Le gouvernement du Hamas a récemment imposé de nouvelles obligations légales aux ONG et confié à son ministère de l'Intérieur la tutelle de la société civile, au grand dam de Salah Abdel Ati, directeur de la Commission indépendante des droits de l'homme.

« C'est une violation manifeste de la loi, qui dispose que seuls les ministères compétents supervisent les organisations dans leur domaine », affirme-t-il à l'AFP.

« Le gouvernement du Hamas veut limiter les activités de ces ONG et les contrôler », déplore-t-il.

En 2011, selon le rapport annuel de la commission, le ministère de l'Intérieur du Hamas a dissous cinq ONG et fermé les locaux de 38 autres, tandis que 196 ont subi des audits financiers et administratifs « en infraction à la loi sur les associations ».

Mais Tharwat Bik, directeur du département des ONG au ministère de l'Intérieur, déclare que « le ministère dispose de larges prérogatives en la matière et travaille en coordination avec les autres ministères ».

« Toutes les mesures de dissolution ou de fermeture d'associations ont été prises de manière légale », poursuit-il, assurant que le gouvernement « respecte les activités de la société civile ».

Mais Rasmi Damo, directeur de l'ONG Fikra (« idée » en arabe) qui promeut des projets culturels pour les enfants, largement financée par les donateurs étrangers, accuse le Hamas de « trafiquer les rapports financiers du ministère de l'Intérieur pour trouver des prétextes à la fermeture d'associations ».
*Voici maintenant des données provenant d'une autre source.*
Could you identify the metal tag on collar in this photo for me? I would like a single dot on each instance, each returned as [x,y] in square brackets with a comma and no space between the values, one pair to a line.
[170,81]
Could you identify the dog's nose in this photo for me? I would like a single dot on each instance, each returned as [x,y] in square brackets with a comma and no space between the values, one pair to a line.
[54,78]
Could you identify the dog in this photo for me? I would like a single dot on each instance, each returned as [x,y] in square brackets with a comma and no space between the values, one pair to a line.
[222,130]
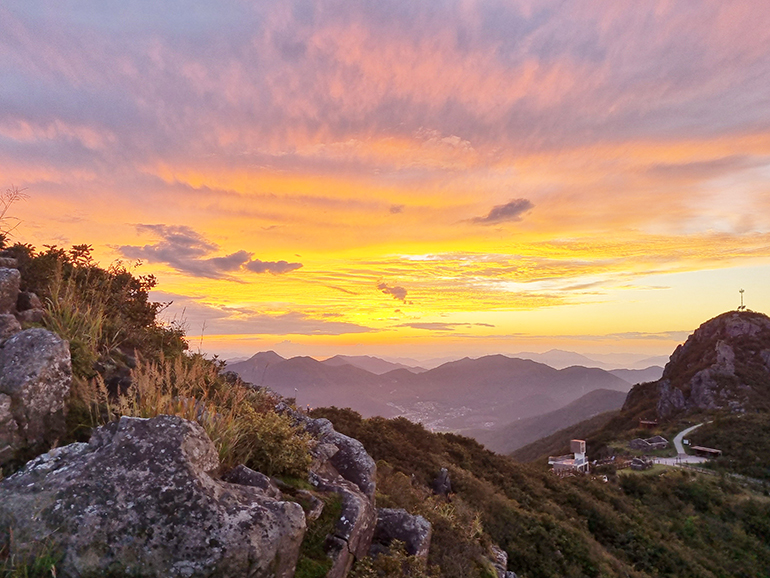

L'année dernière, Fikra a reçu un important don du Danemark pour un projet, mais « le gouvernement du Hamas a refusé l'ouverture d'un bureau par le donateur, sans en donner les raisons, et les fonds ont été retirés », indique-t-il.

Le ministère de l'Intérieur a catégoriquement démenti, affirmant que l'organisation danoise « avait mis fin volontairement à ses activités à Gaza ».

Selon Rasmi Damo, le Hamas « vise en particulier les associations culturelles ou qui défendent la liberté de pensée, parce qu'il n'aime pas le contenu de leur message ».

« Le gouvernement du Hamas s'emploie à harceler et à fermer des organisations qui diffusent des idées éclairées et soutiennent la mixité entre hommes et femmes, comme nous l'avons vu avec le Forum Sharek pour la jeunesse (qui promeut l'intégration des jeunes Palestiniens dans la société: NDLR) », dissous l'année dernière à Gaza, confirme un employé d'une des plus grosses ONG dans le territoire palestinien.

Sous le couvert de l'anonymat, cet humanitaire accuse le Hamas de tenter d'imposer « ses membres dans les conseils d'administration de ces organisations en menaçant de les fermer ou de révoquer leur direction ».

En août 2011, l'Agence américaine pour le développement international (USAID) avait brièvement suspendu son aide dans la bande de Gaza pour contraindre le Hamas à renoncer à contrôler les comptes d'ONG financées par l'USAID.

« Le gouvernement du Hamas veut contrôler la société civile. Il vise les organisations dont il ne profite pas», résume Rasmi Damo.

Selon des analystes, près d'un tiers des organisations d'aide à Gaza sont des associations islamiques, dont le Hamas a favorisé l'implantation depuis sa prise de contrôle du territoire il y a cinq ans.